Questão nº 36
Questão de Direito da Criança e do Adolescente · FCC TJMS 2020 (nº 36)
Servidor voluntário credenciado constata a presença de adolescentes desacompanhados dos pais em um espetáculo promovido em ginásio esportivo da cidade, sem observância das regras previstas no Estatuto da Criança e do Adolescente. Diante de tal constatação, é correto afirmar que
- Aé descabida, segundo a jurisprudência dominante no STJ, a aplicação de multa para a pessoa jurídica promotora do evento, cabendo punição apenas em face dos organizadores do espetáculo.
- Bseria possível, além da multa, segundo o texto da lei, determinar-se o fechamento do estabelecimento por até 30 dias, mas o STF declarou inconstitucional a sanção de fechamento.
- Cé lícita a aplicação de multa se o Juiz da Infância e Juventude competente não expediu alvará autorizando a realização do espetáculo.
- Dcabe ao servidor elaborar auto de infração, mas somente a autoridade judiciária é competente para eventual aplicação de multa pela suposta infração administrativa. (alternativa correta)

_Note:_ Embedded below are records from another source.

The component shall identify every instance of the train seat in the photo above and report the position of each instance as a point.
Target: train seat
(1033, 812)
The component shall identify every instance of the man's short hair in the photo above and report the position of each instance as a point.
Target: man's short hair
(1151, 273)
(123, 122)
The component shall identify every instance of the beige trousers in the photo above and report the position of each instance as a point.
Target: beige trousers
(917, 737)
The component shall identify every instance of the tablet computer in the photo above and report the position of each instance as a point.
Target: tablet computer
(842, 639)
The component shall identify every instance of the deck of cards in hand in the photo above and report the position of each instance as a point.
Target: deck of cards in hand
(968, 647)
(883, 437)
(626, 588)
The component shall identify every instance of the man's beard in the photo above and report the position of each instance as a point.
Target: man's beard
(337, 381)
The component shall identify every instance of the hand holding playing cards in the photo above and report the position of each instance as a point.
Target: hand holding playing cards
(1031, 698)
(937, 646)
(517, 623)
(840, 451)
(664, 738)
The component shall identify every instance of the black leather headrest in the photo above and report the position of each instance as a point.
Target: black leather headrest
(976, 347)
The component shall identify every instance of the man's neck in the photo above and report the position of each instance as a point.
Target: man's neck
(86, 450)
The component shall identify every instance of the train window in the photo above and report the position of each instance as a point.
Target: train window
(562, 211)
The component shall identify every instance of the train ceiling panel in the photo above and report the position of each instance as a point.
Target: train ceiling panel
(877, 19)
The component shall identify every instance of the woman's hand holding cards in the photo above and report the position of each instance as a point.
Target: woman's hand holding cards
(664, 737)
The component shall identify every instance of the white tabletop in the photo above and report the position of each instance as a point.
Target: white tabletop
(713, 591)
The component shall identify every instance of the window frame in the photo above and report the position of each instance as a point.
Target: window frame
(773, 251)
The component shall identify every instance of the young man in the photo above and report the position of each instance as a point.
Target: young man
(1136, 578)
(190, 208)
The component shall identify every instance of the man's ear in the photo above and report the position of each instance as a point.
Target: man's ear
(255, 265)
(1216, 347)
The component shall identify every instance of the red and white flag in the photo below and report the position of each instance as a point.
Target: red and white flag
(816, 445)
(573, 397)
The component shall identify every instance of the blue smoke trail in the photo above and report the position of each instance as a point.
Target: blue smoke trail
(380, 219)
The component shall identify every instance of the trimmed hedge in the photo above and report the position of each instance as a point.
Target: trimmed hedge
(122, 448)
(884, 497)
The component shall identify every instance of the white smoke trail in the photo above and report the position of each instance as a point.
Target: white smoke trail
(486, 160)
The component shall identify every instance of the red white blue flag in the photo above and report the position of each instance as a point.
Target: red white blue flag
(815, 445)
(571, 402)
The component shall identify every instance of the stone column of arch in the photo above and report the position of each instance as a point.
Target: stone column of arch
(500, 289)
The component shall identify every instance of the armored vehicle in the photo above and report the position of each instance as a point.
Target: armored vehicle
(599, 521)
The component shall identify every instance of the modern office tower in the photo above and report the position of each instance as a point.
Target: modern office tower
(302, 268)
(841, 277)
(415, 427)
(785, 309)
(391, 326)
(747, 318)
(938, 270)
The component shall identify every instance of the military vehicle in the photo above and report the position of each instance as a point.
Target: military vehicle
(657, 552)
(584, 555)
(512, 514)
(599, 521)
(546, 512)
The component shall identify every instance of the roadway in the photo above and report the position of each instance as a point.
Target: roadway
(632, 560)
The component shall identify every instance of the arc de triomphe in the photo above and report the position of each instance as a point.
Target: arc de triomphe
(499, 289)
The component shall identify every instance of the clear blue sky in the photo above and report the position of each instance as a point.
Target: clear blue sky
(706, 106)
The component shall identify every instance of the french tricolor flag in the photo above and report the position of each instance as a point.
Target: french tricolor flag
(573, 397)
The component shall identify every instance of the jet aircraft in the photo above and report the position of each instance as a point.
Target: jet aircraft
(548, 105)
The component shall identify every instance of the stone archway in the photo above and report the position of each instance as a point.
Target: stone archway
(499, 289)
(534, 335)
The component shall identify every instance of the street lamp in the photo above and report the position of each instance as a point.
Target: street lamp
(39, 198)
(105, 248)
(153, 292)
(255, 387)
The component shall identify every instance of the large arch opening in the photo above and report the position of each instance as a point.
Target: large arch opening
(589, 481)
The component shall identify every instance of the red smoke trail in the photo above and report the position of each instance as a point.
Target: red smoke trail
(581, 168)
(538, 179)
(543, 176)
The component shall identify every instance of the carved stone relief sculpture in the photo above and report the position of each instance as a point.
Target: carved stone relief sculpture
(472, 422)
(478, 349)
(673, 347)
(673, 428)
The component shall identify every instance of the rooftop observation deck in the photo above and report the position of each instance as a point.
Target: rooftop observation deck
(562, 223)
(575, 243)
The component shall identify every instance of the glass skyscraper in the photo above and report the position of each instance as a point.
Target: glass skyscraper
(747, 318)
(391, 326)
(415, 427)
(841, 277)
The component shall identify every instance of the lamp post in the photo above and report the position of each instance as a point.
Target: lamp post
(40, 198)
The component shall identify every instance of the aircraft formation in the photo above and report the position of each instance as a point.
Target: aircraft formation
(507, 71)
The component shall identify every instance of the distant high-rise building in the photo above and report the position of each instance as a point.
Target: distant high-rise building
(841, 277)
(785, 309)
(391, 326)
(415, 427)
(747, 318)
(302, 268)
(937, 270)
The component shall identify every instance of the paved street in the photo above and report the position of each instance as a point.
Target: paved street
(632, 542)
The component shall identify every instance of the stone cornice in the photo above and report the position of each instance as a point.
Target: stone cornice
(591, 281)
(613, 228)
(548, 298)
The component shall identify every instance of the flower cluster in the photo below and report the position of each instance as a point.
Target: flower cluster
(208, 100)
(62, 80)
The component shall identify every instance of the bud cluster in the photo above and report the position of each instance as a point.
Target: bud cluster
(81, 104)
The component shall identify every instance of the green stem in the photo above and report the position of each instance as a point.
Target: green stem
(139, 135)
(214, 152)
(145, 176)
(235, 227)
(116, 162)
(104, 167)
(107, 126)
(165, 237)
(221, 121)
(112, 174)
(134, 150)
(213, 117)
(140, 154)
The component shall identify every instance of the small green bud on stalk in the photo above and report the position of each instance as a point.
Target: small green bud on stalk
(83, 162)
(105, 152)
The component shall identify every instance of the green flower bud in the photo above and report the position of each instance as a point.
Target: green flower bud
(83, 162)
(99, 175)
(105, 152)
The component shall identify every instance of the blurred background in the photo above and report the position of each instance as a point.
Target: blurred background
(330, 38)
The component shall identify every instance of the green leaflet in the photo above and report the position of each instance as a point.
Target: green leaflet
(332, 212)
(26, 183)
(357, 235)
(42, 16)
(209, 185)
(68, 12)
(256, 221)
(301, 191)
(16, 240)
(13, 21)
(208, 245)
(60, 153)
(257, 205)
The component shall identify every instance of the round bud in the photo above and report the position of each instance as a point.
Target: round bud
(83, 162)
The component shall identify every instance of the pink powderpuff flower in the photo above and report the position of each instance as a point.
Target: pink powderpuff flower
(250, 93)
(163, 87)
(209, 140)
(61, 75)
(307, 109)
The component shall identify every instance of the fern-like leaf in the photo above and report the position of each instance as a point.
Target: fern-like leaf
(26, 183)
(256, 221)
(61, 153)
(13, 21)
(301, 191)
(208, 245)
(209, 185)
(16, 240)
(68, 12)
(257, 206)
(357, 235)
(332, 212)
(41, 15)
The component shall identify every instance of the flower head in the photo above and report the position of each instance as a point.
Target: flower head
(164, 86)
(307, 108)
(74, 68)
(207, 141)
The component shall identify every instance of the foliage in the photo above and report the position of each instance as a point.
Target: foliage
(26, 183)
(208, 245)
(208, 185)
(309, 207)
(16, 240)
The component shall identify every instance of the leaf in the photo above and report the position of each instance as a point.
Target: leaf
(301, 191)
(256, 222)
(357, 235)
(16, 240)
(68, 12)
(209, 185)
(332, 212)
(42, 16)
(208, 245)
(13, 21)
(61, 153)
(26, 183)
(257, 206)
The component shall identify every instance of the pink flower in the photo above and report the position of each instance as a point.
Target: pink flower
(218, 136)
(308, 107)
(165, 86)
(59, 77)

- Eainda que a lei preveja apenas a autuação do organizador do espetáculo, a jurisprudência tem admitido a imposição de sanção também ao responsável pelo estabelecimento.
Resposta comentada
Gabarito Alternativa D
Quando as regras do Estatuto da Criança e do Adolescente (ECA) são desrespeitadas em eventos ou estabelecimentos, agentes autorizados podem constatar a infração, mas a decisão final sobre aplicar uma punição, como uma multa, cabe sempre a um juiz especializado.
- (A) Incorreta: A pessoa jurídica promotora do evento é, via de regra, a principal responsável por garantir o cumprimento das normas do ECA e, portanto, passível de multa, não havendo jurisprudência dominante do STJ que a isente em favor apenas dos organizadores.
- (B) Incorreta: O ECA (Art. 258-C e 260) prevê sim a sanção de fechamento do estabelecimento em caso de infrações graves ou reincidentes, e o Supremo Tribunal Federal (STF) não declarou essa sanção inconstitucional de forma genérica.
- (C) Incorreta: Embora a ausência de alvará judicial seja uma infração grave que pode levar à aplicação de multa, a alternativa restringe a licitude da multa apenas a essa condição, enquanto a questão trata da presença de adolescentes desacompanhados em desacordo com as regras do ECA, o que por si só já configura uma infração passível de multa, independentemente da existência ou não do alvará.
- (D) Correta: O servidor voluntário credenciado, como agente fiscalizador, tem a prerrogativa de elaborar o auto de infração para registrar a constatação da irregularidade. Contudo, a competência para julgar a infração administrativa e aplicar as sanções cabíveis, como a multa, é exclusiva da autoridade judiciária, ou seja, do Juiz da Infância e Juventude.
- (E) Incorreta: A premissa da alternativa está equivocada. O próprio ECA, em artigos como o 258-A, já prevê a responsabilização do proprietário ou responsável pelo estabelecimento (além do organizador) em diversas situações de infração, não se tratando de uma mera admissão jurisprudencial contra a previsão legal.
Fonte: FCC TJMS 2020 Juiz Substituto (Caderno Tipo 1). Reproduzida para fins de estudo.